I'm not a bioinformatician by profession but this is a field that I'd like to learn on my own time, and who knows, maybe eventually making some useful findings.
I currently have SNP data for a full genome on about 150 individuals, along with a quantitative description of a phenotype.
How would I go about predicting the phenotype from a completely new set of individuals(for whom I have complete SNP data), given the previous information.

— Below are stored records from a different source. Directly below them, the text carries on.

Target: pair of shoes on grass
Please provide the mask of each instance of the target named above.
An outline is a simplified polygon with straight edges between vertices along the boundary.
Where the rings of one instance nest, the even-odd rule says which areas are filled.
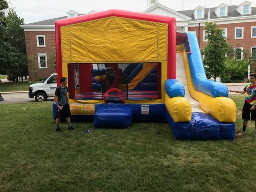
[[[92,130],[90,128],[90,129],[88,129],[87,130],[85,130],[85,131],[83,131],[82,132],[83,133],[91,133],[92,132]]]

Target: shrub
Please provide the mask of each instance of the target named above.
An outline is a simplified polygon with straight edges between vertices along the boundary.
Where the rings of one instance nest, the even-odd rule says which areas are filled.
[[[225,64],[226,73],[225,76],[222,77],[222,81],[224,83],[243,81],[247,78],[249,64],[248,59],[237,60],[235,58],[226,58]]]

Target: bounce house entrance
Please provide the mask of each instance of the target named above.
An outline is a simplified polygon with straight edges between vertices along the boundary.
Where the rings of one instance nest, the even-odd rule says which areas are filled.
[[[161,98],[161,63],[69,64],[69,97],[103,99],[116,88],[126,100]]]

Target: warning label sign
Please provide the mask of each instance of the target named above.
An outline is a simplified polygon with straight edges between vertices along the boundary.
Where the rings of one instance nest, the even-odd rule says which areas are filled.
[[[148,115],[149,114],[149,105],[141,105],[141,114]]]

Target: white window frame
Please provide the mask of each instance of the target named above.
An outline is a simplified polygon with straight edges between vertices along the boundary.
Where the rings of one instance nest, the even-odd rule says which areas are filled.
[[[38,40],[39,37],[44,38],[44,45],[39,45],[39,41]],[[44,35],[37,35],[36,36],[36,42],[37,43],[38,47],[45,47],[45,36],[44,36]]]
[[[236,37],[236,30],[242,29],[242,37]],[[235,39],[240,39],[244,38],[244,27],[236,27],[235,28]]]
[[[244,7],[245,6],[248,6],[248,12],[247,12],[247,13],[245,13],[244,12]],[[249,12],[250,12],[249,9],[250,9],[250,6],[249,6],[249,5],[244,5],[243,6],[243,15],[246,15],[246,14],[249,14]]]
[[[202,11],[202,15],[201,16],[201,17],[198,17],[198,11]],[[196,10],[196,18],[197,19],[201,19],[202,18],[203,18],[203,10],[202,9],[198,9]]]
[[[252,31],[251,32],[251,38],[256,38],[256,34],[255,36],[252,36],[252,29],[255,28],[256,29],[256,26],[252,26]]]
[[[196,36],[196,31],[189,31],[190,32],[192,32]]]
[[[41,60],[40,60],[40,57],[44,56],[45,57],[45,67],[41,66]],[[48,68],[47,66],[47,54],[46,53],[38,53],[37,58],[38,62],[38,68],[39,69],[47,69]]]
[[[235,52],[234,52],[234,54],[235,54],[235,57],[236,56],[236,50],[237,49],[241,49],[241,59],[238,59],[237,58],[237,59],[238,60],[242,60],[242,59],[243,59],[243,48],[242,47],[236,47],[234,48],[234,50],[235,50]]]
[[[224,30],[224,31],[225,31],[225,36],[224,36],[223,35],[223,34],[222,33],[222,36],[223,36],[224,37],[226,37],[226,38],[228,38],[228,28],[223,28],[223,30]]]
[[[252,56],[252,49],[256,49],[256,47],[251,47],[251,57]],[[256,53],[256,50],[255,50],[255,52]],[[254,58],[256,59],[256,57]]]
[[[222,12],[220,11],[220,10],[221,10],[221,9],[224,9],[224,14],[223,14],[223,15],[221,15],[221,13]],[[220,17],[223,17],[224,16],[226,16],[226,7],[220,7]]]
[[[207,41],[208,41],[208,40],[207,39],[205,39],[205,32],[206,32],[206,30],[204,30],[204,31],[203,32],[203,41],[204,41],[206,42],[207,42]]]

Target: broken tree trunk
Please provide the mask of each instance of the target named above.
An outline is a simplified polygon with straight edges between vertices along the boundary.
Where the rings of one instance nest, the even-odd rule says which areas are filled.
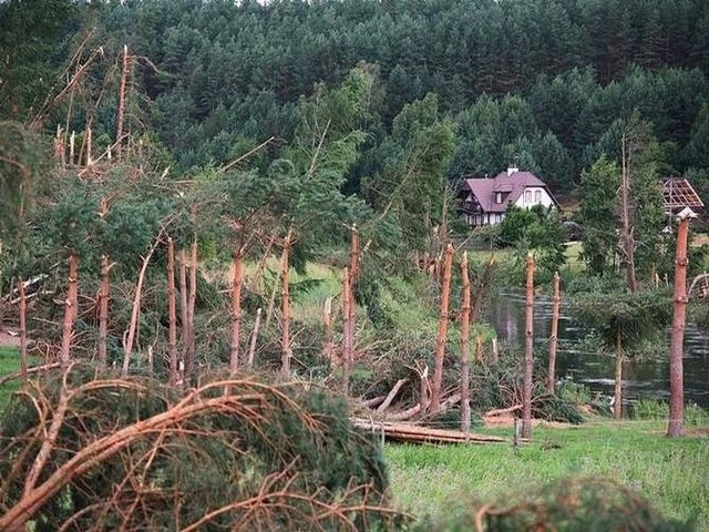
[[[554,393],[556,380],[556,348],[558,345],[558,317],[562,308],[558,272],[554,273],[554,294],[552,296],[552,335],[549,336],[549,366],[546,379],[546,389]]]
[[[22,386],[27,386],[27,297],[24,296],[24,282],[20,279],[20,374]]]
[[[246,367],[251,369],[254,367],[254,356],[256,355],[256,340],[258,339],[258,328],[261,325],[261,307],[256,309],[256,320],[254,321],[254,331],[251,332],[251,342],[248,347],[248,358],[246,360]]]
[[[443,282],[441,285],[441,303],[439,306],[439,330],[435,338],[435,358],[433,369],[433,386],[431,391],[431,413],[439,410],[441,401],[441,385],[443,382],[443,358],[445,357],[445,339],[448,337],[448,307],[451,295],[451,266],[453,263],[453,246],[445,247],[443,258]]]
[[[679,221],[677,228],[677,250],[675,258],[675,308],[672,311],[672,334],[669,347],[669,423],[667,436],[675,438],[682,433],[685,417],[685,377],[682,369],[682,345],[687,319],[687,236],[689,218]]]
[[[244,279],[244,262],[242,247],[234,252],[234,280],[232,283],[232,350],[229,354],[229,371],[236,374],[239,367],[239,329],[242,327],[242,282]]]
[[[350,318],[352,316],[352,290],[350,285],[350,268],[345,268],[342,276],[342,392],[348,396],[350,388],[350,362],[352,360],[352,339],[350,337]]]
[[[461,259],[463,306],[461,308],[461,430],[470,434],[470,276],[467,252]]]
[[[74,319],[76,318],[76,299],[79,291],[79,258],[73,249],[69,250],[69,289],[64,300],[64,327],[62,331],[62,349],[59,360],[62,369],[69,367],[71,340],[74,335]]]
[[[175,242],[167,237],[167,356],[169,383],[179,381],[177,372],[177,300],[175,295]]]
[[[101,288],[99,289],[99,366],[106,368],[107,337],[109,337],[109,297],[111,283],[109,280],[109,257],[101,256]]]
[[[615,383],[613,417],[614,419],[619,420],[623,418],[623,342],[620,339],[620,329],[616,332]]]
[[[284,249],[280,256],[280,280],[281,280],[281,313],[280,313],[280,346],[281,346],[281,371],[285,375],[290,374],[290,359],[292,358],[292,347],[290,345],[290,284],[288,273],[290,270],[290,263],[288,262],[288,254],[290,252],[290,238],[292,237],[292,231],[288,232],[286,239],[284,241]]]
[[[526,259],[526,298],[524,375],[522,379],[522,438],[532,434],[532,371],[534,368],[534,256],[530,253]]]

I downloaded PLINK and I'm currently formatting my data using python to agree with it. How can I use this (or another) tool to accomplish my goal? If the phenotype were say, height, I'd want to know which of my new individuals would end up being tall, and who would be short, etc. Ideally I'd want to rank them from tallest to shortest.
Links to explicit directions would be highly appreciated.
EDIT: Height was just an example of a quantitative/continuous phenotype. I'm not looking for height specifically.
good luck ! :-)
Are you looking at a GWAS experiment ? Is this 150 total number of cases or controls or both ? What do you mean by 'new individual' ?
Yes, this would be GWAS data. For the original set of 150, they're not cases or controls as I understand the terms. Cases and controls are applied to binary phenotypes, ie. you either have the disease or you don't.
The phenotype I have is continuous, and could be real number from, say 0 to 10.
For "new individualss", I mean a new set of persons for whom we have full SNP data, but for whom we don't have information on the phenotype.
Can I use information gained from the original set to predict phenotype in the "new individuals"
Is this clear?
Sounds like an exciting project :) ! AFAIK, you should have a case and control (not only from the perspective of diseases) for example in case of height you can have set of cases(height x) and controls(height y) to derive a p-value for the genotype-phenotype association.
Sounds like an exciting project :) ! I think your question is in 2 parts. 1) You have genotype and phenotype information and 2) You need to analyze the association and use the information from the association for a prediction. Please let me know if I got it right or not ?
Yes, your interpretation is correct. Any suggestions on how to tackle part 1 or 2 in your comment? This is my first crack at any bioinformatics.